Une meilleure prise en considération des thématiques hydrologiques dans les documents d'urbanisme est en effet souhaitable, d'autant que, si l'on n'y prend pas garde, les objectifs en matière d'urbanisme et de gestion de l'eau peuvent entrer en contradiction. Je pense notamment aux schémas d'aménagement et de gestion de l'eau (SAGE) qui présentent l'intérêt de définir des règles assez précises pour être intégrées dans les PLU.

S'agissant du transfert de la GEMAPI aux intercommunalités, je n'ai pas d'avis circonstancié sur la question.

Debut de section - PermalienPhoto de Sylviane Noël

L'AMF est-elle favorable à la réutilisation des eaux usées traitées ? Comment expliquez-vous la municipalisation croissante du service de l'eau ?

Debut de section - Permalien
Christian Métairie, maire d'Arcueil, coprésident de la commission « transition écologique » de l'Association des maires de France et des présidents d'intercommunalité

La réutilisation des eaux usées est une solution de bon sens. Cela étant, cette pratique peut avoir un certain nombre de conséquences sur le fonctionnement des stations d'épuration. C'est pourquoi un travail nécessitant une réelle expertise reste à mener sur ce sujet.

Pour ce qui est des raisons de l'essor de la gestion de l'eau en régie, je ne peux que formuler une hypothèse : le souhait actuel des communes est de parvenir à mieux maîtriser leur production d'eau potable.
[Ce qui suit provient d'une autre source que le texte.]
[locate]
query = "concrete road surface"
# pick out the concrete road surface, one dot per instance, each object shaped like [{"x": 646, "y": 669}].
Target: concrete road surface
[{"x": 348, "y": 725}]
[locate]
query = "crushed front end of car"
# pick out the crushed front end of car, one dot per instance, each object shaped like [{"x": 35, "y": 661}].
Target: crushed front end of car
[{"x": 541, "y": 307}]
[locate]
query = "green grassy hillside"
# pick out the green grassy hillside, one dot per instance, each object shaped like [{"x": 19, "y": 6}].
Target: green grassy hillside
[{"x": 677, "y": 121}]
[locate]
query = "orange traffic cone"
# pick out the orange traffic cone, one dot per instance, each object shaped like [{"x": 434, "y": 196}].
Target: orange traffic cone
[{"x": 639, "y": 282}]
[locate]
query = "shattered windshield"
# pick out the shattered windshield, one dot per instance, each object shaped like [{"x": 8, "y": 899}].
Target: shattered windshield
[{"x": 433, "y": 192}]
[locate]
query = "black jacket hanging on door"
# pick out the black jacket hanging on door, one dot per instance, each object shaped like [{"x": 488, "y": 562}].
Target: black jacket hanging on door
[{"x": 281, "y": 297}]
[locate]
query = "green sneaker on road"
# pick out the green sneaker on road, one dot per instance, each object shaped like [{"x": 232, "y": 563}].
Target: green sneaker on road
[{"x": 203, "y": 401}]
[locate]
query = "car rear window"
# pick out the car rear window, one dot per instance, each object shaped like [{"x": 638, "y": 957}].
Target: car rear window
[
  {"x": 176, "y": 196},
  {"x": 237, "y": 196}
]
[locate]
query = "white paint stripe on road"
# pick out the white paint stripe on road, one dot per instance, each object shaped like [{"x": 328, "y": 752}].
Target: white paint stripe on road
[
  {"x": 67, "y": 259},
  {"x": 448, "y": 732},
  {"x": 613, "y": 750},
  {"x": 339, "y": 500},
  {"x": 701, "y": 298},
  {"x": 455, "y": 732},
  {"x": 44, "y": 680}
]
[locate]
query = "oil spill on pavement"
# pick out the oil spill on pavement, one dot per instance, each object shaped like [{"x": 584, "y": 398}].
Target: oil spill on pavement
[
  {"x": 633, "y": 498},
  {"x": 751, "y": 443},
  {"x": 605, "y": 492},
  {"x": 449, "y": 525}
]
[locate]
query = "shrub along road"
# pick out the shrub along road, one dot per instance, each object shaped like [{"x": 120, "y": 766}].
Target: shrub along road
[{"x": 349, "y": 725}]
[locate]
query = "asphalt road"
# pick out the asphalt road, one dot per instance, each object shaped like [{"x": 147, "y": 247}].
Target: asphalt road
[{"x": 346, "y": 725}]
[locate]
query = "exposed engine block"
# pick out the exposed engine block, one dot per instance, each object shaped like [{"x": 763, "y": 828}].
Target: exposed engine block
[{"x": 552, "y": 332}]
Debut de section - PermalienPhoto de Hervé Gillé

Pour garantir leur approvisionnement en eau, les grandes agglomérations et les métropoles expriment le besoin de créer des solidarités de bassin, ce qui suppose de proposer des contreparties à des communes de plus petite taille : qu'en pensez-vous ?

Debut de section - Permalien
Christian Métairie, maire d'Arcueil, coprésident de la commission « transition écologique » de l'Association des maires de France et des présidents d'intercommunalité

À l'évidence, la question de la solidarité est fondamentale en la matière : face au risque de pénurie, il faut absolument que les collectivités partagent l'eau. La question des interdépendances en termes de ressources se pose aujourd'hui avec une intensité inédite.